Lake Boga Flying Boat Base was a Royal Australian Air Force (RAAF) flying boat base at Lake Boga, Victoria, Australia during World War II.

== History ==
When the Imperial Japanese attacked Darwin and Broome in 1942 resulting in the loss of 16 flying boats, the establishment of a safe landing point for flying boats was required inland as a remote facility outside the sphere of Japanese airplanes. Lake Boga was picked as it allowed almost unlimited choice of landing/take off directions and was free of obstructions. It was also close to nearby infrastructure.

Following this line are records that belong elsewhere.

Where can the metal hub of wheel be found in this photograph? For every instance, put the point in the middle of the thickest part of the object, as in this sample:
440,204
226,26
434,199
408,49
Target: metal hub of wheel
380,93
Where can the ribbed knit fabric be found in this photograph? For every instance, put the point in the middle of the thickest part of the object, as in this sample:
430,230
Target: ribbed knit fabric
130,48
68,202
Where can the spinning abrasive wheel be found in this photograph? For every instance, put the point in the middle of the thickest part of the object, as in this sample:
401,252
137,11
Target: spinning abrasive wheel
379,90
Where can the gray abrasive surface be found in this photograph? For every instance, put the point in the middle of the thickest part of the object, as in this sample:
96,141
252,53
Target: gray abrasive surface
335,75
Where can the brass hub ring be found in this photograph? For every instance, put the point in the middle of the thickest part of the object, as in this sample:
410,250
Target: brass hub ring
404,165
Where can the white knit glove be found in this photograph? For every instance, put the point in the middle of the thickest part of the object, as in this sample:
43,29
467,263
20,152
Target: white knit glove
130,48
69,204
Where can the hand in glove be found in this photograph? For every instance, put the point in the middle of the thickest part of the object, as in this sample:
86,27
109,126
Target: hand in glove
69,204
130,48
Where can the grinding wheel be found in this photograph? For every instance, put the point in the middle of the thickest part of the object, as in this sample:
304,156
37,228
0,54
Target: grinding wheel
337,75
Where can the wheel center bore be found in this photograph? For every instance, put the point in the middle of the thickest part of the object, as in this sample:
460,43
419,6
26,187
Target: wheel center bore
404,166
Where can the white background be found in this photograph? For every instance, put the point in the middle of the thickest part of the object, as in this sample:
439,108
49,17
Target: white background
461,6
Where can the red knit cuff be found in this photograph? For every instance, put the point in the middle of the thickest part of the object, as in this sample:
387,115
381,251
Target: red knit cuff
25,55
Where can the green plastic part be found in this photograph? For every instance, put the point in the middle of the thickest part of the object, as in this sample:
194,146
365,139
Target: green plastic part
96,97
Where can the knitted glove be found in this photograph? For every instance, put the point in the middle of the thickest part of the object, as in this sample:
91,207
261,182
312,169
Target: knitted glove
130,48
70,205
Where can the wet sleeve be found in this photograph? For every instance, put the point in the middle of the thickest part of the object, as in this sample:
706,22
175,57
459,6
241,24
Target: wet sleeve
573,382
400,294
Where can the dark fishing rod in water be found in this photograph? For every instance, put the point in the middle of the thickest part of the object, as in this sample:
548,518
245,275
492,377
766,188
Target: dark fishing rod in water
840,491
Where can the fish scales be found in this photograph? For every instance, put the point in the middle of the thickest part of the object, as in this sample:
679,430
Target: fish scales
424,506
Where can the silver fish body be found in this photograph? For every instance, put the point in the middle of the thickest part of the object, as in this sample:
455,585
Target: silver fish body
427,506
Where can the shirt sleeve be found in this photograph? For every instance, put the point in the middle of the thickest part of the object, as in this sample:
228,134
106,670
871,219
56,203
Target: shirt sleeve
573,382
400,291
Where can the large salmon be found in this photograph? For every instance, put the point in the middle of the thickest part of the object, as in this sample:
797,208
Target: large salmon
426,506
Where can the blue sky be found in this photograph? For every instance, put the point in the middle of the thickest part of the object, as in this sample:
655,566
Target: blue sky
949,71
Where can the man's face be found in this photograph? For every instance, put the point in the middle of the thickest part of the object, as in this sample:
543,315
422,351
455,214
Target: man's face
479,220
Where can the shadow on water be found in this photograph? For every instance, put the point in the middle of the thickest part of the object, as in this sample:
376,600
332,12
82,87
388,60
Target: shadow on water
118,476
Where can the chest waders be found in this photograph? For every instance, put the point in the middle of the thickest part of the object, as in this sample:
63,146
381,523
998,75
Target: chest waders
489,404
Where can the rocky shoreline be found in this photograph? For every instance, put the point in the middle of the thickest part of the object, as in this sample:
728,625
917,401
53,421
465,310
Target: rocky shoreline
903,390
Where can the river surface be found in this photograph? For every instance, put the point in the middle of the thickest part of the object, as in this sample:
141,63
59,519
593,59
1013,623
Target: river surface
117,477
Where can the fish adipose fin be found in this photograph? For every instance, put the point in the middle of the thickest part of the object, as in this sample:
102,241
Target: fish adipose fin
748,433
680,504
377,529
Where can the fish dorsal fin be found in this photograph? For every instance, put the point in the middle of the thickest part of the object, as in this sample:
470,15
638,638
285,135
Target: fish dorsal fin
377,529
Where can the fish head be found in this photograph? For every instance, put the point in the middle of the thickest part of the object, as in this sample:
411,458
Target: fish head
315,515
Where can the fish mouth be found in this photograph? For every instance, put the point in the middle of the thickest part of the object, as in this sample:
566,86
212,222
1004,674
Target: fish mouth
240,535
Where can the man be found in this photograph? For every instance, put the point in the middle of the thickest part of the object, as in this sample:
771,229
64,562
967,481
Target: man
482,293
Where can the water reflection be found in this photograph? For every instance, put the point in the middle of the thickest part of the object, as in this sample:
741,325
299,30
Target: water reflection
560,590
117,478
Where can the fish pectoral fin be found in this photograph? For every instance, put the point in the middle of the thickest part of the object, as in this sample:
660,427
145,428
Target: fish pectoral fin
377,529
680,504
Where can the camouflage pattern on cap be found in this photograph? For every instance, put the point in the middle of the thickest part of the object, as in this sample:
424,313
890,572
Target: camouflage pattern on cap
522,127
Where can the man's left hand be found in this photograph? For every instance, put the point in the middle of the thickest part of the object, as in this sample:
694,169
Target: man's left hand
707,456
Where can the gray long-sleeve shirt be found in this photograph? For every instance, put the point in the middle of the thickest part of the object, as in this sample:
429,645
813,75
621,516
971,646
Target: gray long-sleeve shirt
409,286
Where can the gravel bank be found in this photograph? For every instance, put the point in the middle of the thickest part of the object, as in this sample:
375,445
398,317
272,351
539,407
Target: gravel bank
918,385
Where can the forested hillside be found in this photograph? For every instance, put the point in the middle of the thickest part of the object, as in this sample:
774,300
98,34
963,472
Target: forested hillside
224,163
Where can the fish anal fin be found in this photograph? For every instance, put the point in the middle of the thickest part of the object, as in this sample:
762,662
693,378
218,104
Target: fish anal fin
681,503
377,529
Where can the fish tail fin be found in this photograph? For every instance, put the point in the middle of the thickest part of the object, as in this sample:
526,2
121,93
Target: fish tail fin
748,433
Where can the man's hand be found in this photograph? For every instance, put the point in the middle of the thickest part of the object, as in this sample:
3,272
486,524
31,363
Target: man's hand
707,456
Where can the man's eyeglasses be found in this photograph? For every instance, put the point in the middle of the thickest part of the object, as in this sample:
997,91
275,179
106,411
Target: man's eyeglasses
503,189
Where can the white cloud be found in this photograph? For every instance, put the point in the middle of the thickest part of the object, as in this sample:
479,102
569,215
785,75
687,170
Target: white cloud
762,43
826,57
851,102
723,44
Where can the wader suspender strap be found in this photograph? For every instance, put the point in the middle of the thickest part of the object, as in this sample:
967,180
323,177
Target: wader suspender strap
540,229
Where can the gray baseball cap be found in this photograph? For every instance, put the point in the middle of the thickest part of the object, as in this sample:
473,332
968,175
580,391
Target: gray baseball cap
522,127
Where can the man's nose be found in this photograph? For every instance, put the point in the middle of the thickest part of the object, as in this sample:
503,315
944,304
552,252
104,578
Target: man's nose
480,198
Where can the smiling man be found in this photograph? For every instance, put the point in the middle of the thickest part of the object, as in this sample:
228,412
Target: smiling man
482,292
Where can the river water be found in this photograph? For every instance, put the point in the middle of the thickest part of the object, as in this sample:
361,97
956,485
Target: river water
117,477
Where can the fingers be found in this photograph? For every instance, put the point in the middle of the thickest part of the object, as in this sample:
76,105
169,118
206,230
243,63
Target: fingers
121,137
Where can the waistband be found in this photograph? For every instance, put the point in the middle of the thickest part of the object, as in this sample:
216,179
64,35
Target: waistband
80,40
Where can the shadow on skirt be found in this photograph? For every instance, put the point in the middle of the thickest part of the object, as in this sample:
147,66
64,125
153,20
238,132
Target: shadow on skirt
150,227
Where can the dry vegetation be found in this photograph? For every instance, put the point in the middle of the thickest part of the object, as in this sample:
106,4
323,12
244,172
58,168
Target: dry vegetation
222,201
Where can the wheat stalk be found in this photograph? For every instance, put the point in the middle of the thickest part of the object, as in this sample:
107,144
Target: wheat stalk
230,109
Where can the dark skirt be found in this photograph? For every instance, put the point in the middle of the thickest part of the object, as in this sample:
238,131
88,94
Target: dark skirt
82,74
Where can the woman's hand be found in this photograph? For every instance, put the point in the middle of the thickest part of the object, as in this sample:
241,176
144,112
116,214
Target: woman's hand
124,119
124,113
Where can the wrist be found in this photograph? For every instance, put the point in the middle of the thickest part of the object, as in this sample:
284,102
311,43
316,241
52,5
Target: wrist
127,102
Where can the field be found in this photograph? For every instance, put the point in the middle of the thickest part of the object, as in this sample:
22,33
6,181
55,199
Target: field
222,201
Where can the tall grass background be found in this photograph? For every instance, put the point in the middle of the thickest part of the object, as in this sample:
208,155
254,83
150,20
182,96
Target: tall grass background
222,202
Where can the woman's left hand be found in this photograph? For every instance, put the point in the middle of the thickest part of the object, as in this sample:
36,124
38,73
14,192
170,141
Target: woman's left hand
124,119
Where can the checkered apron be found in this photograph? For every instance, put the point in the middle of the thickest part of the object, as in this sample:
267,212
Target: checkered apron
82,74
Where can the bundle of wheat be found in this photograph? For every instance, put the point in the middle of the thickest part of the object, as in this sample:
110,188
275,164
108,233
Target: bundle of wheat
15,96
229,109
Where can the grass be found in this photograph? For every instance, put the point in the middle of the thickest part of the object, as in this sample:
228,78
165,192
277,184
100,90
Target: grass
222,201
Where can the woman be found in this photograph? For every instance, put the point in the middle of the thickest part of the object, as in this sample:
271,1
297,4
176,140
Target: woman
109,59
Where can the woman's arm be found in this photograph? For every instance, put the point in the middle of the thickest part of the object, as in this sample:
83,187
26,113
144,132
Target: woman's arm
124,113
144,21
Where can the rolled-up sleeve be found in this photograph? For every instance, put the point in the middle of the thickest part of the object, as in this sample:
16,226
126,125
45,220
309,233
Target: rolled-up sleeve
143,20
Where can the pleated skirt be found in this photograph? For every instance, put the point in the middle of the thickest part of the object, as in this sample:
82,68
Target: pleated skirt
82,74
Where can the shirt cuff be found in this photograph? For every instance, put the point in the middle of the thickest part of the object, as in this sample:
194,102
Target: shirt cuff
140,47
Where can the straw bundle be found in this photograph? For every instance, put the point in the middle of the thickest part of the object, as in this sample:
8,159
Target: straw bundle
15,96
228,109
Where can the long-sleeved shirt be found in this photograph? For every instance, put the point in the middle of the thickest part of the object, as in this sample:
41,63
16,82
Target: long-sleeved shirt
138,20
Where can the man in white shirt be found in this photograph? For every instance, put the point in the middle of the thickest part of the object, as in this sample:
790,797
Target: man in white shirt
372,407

Required for Australian, Royal Netherlands East Indies Air Force and United States flying boat servicing and repairs, Lake Boga was commissioned in June 1942. No. 1 Flying Boat Repair and Service Depot was set up to provide the repair and servicing requirements. Lake Boga was recommended by Squadron Leader Gareth O'Brien since he was familiar with the area having grown up in Kerang. Of note, Myles O'Brien (Father to Gareth) was the local solicitor and owned the first automobile in Kerang. SQN leader Gareth O'Brien saw service with the Royal Naval Air Service in Yorkshire UK in the late 1920s and Cairo, Egypt in the early 1930s. Being an avid photographer of that time he took many black and white photographs that still exist and have been published in some historical publications. Flight Lieutenant (at the time) Gareth O'Brien was awarded the Distinguished Service Order for dropping two bombs from his aircraft on a submarine in the English Channel, 6 March 1918. A direct hit was reported by the observer and it was thought to have sunk but SQN Leader O'Brien, in a letter to his father, thought he perhaps only gave it a 'shake up'.

Facilities constructed at the base included workshops and hangars on the foreshore, a stores area, living quarters, sick quarters at Castle Donnington, a first-aid and dental post, a radio transmitting station and a VHF transmitting station.

Flying boats serviced, repaired, restored, rebuilt or overhauled during the operation of the base were PBY Catalina, Dornier Do 24, OS2U Kingfisher, Short Sunderland, Supermarine Walrus and Martin Mariner.

The station at Lake Boga closed in November 1947.

The underground communications bunker has been restored to what it would have looked like during the base's time of operation. Catalina (A24-30) has been reconstructed as a memorial to the personnel who served at No 1 Flying Boat Repair Depot during World War II. The site is listed on the Victorian Heritage Register.

A new museum was constructed over the restored Catalina in 2012, it contains more than 500 artifacts along with a guided introduction to the former base and the aircraft.